Railway station in Punjab, India

New Morinda Junction (station code: NMDA) is located in Rupnagar district in the Indian state of Punjab and serves primarily as a junction point to switch trains for passengers. It is located about 2 km from Morinda town center on the outskirts of town. The town is served by older Morinda Junction railway station. New Morinda station falls under Ambala railway division under Northern Railway zone of Indian Railways. Morinda town is the administrative headquarter of Morinda Tehsil in Rupnagar district.

== Overview ==
New Morinda railway station is located at an elevation of 279 m. This station is located on the single track, broad gauge, Sirhind–Daulatpur Chowk line and Chandigarh–Sahnewal–Ludhiana line.
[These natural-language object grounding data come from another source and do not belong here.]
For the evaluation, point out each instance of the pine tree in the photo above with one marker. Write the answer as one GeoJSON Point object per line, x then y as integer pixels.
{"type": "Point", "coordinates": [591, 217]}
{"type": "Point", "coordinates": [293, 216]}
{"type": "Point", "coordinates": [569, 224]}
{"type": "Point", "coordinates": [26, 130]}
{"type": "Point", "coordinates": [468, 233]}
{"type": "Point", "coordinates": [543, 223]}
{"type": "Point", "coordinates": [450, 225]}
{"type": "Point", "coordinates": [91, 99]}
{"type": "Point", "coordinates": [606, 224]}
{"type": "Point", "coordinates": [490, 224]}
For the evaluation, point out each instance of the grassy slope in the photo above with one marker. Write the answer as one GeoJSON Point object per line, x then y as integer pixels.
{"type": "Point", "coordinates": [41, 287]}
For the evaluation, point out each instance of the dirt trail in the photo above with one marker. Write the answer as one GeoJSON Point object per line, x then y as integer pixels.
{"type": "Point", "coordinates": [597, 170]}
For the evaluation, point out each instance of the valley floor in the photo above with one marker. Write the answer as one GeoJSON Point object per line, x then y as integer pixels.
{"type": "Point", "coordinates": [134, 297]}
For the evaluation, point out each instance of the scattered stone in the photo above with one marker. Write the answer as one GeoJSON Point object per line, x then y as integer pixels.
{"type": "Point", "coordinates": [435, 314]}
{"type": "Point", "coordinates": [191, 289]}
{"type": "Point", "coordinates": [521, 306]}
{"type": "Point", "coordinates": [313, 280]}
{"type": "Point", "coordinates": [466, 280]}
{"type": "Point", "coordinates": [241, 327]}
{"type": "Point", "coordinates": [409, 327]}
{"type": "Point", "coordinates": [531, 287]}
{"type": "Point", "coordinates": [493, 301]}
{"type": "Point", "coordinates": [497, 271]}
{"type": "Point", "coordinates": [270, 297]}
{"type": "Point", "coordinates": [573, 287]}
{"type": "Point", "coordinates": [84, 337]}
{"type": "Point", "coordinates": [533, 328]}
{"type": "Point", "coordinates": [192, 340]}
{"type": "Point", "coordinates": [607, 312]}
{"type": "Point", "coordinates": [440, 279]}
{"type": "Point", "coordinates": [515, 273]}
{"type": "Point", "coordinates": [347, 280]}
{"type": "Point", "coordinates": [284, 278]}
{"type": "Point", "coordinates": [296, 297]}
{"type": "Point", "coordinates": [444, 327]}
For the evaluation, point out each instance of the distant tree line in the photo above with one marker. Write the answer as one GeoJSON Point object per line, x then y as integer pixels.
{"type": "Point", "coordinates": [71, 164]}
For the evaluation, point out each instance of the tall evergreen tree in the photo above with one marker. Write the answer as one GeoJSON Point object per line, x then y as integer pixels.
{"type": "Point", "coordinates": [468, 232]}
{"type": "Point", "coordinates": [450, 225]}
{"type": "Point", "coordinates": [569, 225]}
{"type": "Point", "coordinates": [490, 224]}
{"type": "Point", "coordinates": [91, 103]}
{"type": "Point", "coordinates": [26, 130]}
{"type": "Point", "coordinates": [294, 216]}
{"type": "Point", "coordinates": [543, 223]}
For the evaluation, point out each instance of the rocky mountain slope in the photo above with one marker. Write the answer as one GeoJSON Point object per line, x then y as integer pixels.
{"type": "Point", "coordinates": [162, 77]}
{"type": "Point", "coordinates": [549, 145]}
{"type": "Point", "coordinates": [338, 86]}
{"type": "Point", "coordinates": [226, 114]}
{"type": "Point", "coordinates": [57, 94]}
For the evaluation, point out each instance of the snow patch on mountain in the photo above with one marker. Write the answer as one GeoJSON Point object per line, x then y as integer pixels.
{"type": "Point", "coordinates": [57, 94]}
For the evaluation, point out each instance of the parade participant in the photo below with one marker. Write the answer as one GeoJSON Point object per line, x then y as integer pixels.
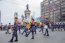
{"type": "Point", "coordinates": [19, 27]}
{"type": "Point", "coordinates": [25, 29]}
{"type": "Point", "coordinates": [32, 29]}
{"type": "Point", "coordinates": [46, 30]}
{"type": "Point", "coordinates": [41, 26]}
{"type": "Point", "coordinates": [9, 29]}
{"type": "Point", "coordinates": [15, 32]}
{"type": "Point", "coordinates": [35, 27]}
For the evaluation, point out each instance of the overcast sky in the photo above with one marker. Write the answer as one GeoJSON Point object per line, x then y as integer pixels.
{"type": "Point", "coordinates": [8, 7]}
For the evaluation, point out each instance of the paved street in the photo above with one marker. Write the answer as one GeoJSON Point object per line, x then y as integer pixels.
{"type": "Point", "coordinates": [55, 37]}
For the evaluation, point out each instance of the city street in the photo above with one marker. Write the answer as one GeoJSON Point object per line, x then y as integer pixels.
{"type": "Point", "coordinates": [55, 37]}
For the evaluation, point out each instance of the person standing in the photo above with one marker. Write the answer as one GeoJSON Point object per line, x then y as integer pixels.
{"type": "Point", "coordinates": [46, 30]}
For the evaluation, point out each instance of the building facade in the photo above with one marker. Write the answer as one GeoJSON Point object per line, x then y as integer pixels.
{"type": "Point", "coordinates": [27, 13]}
{"type": "Point", "coordinates": [53, 10]}
{"type": "Point", "coordinates": [16, 17]}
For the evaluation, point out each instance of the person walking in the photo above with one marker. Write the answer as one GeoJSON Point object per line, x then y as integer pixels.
{"type": "Point", "coordinates": [15, 33]}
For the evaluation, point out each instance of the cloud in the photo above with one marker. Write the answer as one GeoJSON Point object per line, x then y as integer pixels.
{"type": "Point", "coordinates": [9, 7]}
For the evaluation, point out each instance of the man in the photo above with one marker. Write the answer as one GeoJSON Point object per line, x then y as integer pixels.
{"type": "Point", "coordinates": [46, 30]}
{"type": "Point", "coordinates": [32, 29]}
{"type": "Point", "coordinates": [15, 32]}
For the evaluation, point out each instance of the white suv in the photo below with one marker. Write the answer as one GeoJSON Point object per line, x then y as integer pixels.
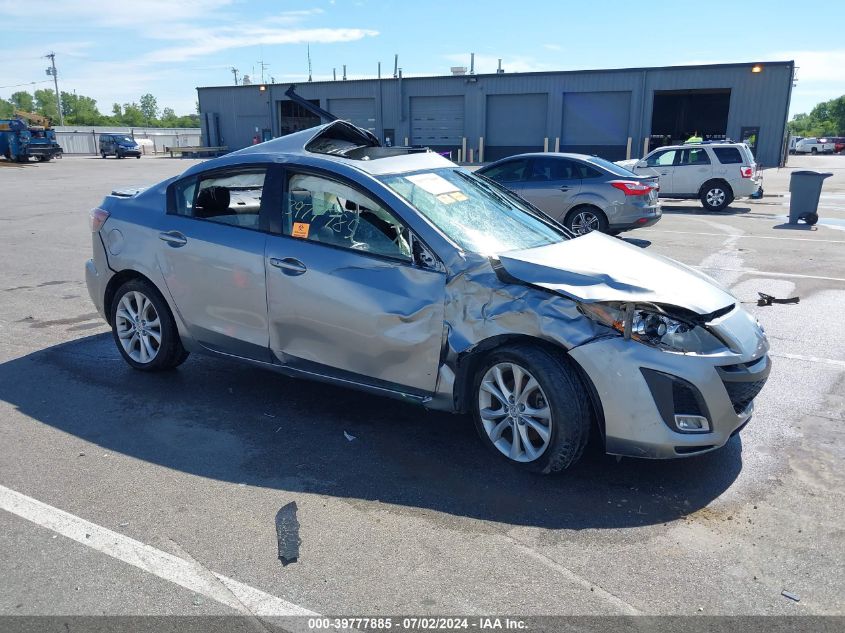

This station was established as junction point when Chandigarh–Sahnewal line was envisaged to provide direct railway connectivity from capital city Chandigarh to Punjab.

== Electrification ==
New Morinda railway station has three electrified tracks and both lines of this junction are single-track electrified lines.

== Amenities ==
New Morinda railway station has 2 booking windows and no enquiry office. Station is classified under the lowest NSG6 category and has only basic amenities like drinking water, public toilets, sheltered area with adequate seating. Wheelchair availability is also there for disabled persons. There are two platforms at the station and one foot overbridge (FOB).